We took a bus out of town and they dropped us alongside some fields in the middle of nowhere. A beautiful nowhere: acres of sunflowers with mountains in the distance. One single temple shining on the mountains. All sizes of sunflowers, everywhere. We spent a couple of hours just taking pictures and being amazed to be alive and seeing all this beauty.

Then the final part of the sun-theme: sun burn. Time to go back.

Sunflower
Sunflower Fields
Sunflower Field

Temples

Our plan to get back’s core was faith. Faith that if we looked helpless enough and waved spastically enough, a bus would stop for us, regardless of the nonexistence of a stop. We were close: a Song Thaew stopped, and we got on.

It was another great, lucky, experience chatting with some wonderful Thai ladies all the way back — one of whom was short, silver haired woman in white we thought was a nun. Later it was explained that she is “close to being a nun”. Without elaboration. In any event, she had the kind of wise, joyful and full-of-life face it just makes you happy to be around. I wish I’d had the gumption to ask to take her photograph. That’s something I want to work on.
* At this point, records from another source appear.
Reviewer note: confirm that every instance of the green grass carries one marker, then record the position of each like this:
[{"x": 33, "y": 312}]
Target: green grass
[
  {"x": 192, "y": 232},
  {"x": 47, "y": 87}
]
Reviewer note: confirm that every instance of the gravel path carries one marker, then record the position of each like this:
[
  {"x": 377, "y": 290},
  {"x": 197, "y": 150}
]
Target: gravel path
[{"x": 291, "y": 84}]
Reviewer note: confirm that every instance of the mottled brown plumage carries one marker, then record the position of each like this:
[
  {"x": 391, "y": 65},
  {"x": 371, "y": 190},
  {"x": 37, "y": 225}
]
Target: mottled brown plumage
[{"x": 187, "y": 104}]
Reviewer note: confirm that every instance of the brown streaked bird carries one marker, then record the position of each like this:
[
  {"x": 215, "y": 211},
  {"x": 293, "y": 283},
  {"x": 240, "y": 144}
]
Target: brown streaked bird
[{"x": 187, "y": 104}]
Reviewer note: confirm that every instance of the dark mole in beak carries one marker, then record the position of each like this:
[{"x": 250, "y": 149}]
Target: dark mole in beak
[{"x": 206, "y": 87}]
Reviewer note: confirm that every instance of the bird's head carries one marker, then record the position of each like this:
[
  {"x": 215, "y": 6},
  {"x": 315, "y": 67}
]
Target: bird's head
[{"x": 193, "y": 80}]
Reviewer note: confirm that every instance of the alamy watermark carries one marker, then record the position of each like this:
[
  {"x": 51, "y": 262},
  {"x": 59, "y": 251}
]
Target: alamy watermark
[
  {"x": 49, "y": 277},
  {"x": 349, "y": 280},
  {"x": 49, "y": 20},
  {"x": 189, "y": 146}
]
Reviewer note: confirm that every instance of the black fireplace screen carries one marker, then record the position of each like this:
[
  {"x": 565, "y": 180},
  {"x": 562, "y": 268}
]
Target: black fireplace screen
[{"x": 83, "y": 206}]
After a few stops a Thai-American woman and her American husband from San Jose embarked. She told us a bit about the history, a bit about the temples, a bit about how we should stock up on goods and bring multiple checked bags back.

Taking her cue, I went to check out the temple next to the train station while the remainder of our group rested legs and skin and tired heads. Inside was a beautiful Bhudda with gold leaf flaking off it. Evidently the devout pay their respects by sticking the gold leaf onto the Buddha image, so all those flakes were put there by the hands of the faithful.

School children were filing past the statue, making offerings and lighting incense. I felt self conscious taking a few pictures given that people were praying solemnly, but I figured children are children and most of them could care less what I did.

IMG 1992

All in all a wonderful day. And one full of serendipity and luck.

One final piece of luck: we arrived just in time to take the train back. This is remarkable since we didn’t even know the train schedule and were planning to wait an unknowable amount of time for the minibus to fill up enough to take us back to Bangkok.

Instead 10 minutes later we were on an express back to the capital and desperately needed showers and darkness.